At 42, Akhtar is no kid (although 42 seems young to me). But if you look at those other names — Herzog, Baker, Hunter, Hudes — you can sense a real generational shift in American playwriting. Herzog is 34. Baker is 32. Hudes is 35. Hunter, whom I wrote about last week in this space, is 31. This group makes up the rising stars of American drama. Better yet, they all have a growing presence in Chicago.
Hunter is one of the new affiliated writers at Victory Gardens. Baker has been forging a relationship with A Red Orchid Theatre. Herzog's "4000 Miles" had a reading at Steppenwolf's First Look series in 2010 and her newer play "Belleville" will be staged at Steppenwolf this summer (she also has been a favorite at the Next Theatre in Evanston).
And Hudes? Well, she has been living in Chicago, toddler in tow, for about six weeks, sitting in on rehearsals for the world premiere of her newest play, "The Happiest Song Plays Last," which opens Sunday.
"Happiest Song," which will be directed at the Goodman by Edward Torres, is the last in a trilogy of plays that have really made Hudes' name in theater circles, even if her accountants are more grateful for her writing the book to the hit Broadway musical "In the Heights."
The first drama in the triptych, "Elliot, A Soldier's Fugue" was seen in the Garage at Steppenwolf in 2007 (a Rivendell Theatre Company production). "Water by the Spoonful," the second play and the one that won the Pulitzer, will be produced at Court Theatre in 2014.

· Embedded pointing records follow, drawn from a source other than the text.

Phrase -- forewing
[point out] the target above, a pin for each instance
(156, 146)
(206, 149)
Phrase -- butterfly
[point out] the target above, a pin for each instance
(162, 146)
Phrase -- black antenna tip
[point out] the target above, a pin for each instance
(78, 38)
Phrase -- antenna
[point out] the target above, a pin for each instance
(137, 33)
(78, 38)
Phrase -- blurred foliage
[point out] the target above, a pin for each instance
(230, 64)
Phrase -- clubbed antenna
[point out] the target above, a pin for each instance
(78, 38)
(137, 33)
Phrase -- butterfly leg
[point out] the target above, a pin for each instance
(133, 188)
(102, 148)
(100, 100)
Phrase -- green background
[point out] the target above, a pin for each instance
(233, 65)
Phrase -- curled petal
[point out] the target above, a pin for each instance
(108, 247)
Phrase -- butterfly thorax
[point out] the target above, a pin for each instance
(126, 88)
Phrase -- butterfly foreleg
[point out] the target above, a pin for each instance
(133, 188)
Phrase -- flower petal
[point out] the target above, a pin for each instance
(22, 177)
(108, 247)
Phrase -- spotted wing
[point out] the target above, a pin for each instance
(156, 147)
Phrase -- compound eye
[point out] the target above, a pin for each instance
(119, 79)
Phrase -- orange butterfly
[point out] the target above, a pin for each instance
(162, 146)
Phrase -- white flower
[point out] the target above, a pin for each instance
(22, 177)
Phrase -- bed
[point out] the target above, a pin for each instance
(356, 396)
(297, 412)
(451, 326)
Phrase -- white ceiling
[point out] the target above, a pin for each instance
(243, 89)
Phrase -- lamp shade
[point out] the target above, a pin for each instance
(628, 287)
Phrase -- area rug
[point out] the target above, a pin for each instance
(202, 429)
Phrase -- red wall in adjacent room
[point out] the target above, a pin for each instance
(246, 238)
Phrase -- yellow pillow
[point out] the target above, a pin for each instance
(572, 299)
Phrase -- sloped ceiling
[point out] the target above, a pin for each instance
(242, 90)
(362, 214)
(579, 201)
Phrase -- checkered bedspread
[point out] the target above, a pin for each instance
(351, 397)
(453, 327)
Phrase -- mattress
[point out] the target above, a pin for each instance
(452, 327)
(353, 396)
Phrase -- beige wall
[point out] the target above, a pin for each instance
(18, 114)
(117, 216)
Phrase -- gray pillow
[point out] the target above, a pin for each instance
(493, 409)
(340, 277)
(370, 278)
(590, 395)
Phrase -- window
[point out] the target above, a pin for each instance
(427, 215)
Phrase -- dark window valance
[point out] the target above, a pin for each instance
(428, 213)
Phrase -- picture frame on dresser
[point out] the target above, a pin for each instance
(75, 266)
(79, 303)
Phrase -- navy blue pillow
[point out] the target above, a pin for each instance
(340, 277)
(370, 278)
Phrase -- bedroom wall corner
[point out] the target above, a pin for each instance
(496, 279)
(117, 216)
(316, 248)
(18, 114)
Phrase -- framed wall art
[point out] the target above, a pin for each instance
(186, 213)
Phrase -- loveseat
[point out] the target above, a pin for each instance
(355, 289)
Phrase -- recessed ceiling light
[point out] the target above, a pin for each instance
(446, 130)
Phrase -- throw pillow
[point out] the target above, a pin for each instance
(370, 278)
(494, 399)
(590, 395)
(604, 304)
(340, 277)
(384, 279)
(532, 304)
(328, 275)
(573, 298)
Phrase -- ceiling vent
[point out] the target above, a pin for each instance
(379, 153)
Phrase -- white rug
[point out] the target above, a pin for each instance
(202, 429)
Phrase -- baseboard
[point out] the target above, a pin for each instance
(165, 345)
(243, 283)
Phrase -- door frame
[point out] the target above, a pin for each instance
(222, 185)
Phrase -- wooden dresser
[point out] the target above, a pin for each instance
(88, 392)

All three of those plays are loosely based on the experiences of Hudes' second cousin, Elliot Ruiz, a veteran of the Iraq War who now lives in California, where the Marine has become an actor. Taken together, the plays cover the run-up to the war, its execution, its immediate aftermath and its echoes over a longer term on the American psyche, as seen through the experience of one soldier.
Over lunch the other day, Hudes and I spent a long time talking about those other writers, all of whom she admires, as we did her own work. But once "Happiest Song" opens, she is planning on touching up the three "Elliot" plays so that they can be done as a true trilogy and maybe staged on the same day.
Right now, Chicago fans of her work will be seeing the last part before the second part, but that's mostly a function of the way they have been developed. "Happiest Song" came out of an open Goodman commission: It was going to be a separate play until, when she sat down to write, Hudes decided that this was to be the final part of her trilogy. That said, she explained, each play was written to stand alone.
Hudes talked some about the complexity of basing a play on the life of a relative: her cousin has, she said, come to readings and performances and generally likes the experience, although she has explained to other family members that they should know that much in the dramas is fictional. "There has been a learning curve," she said.
I asked Hudes where she thought her career was going. She waved off TV and the like.
"I want to spend my life doing exactly what I am doing," she said. "I love waking up in the morning and writing plays."
May that be true of all these writers.
'The Happiest Song Plays Last'
When: Through May 12
Where: Goodman Theatre, 170 N. Dearborn St.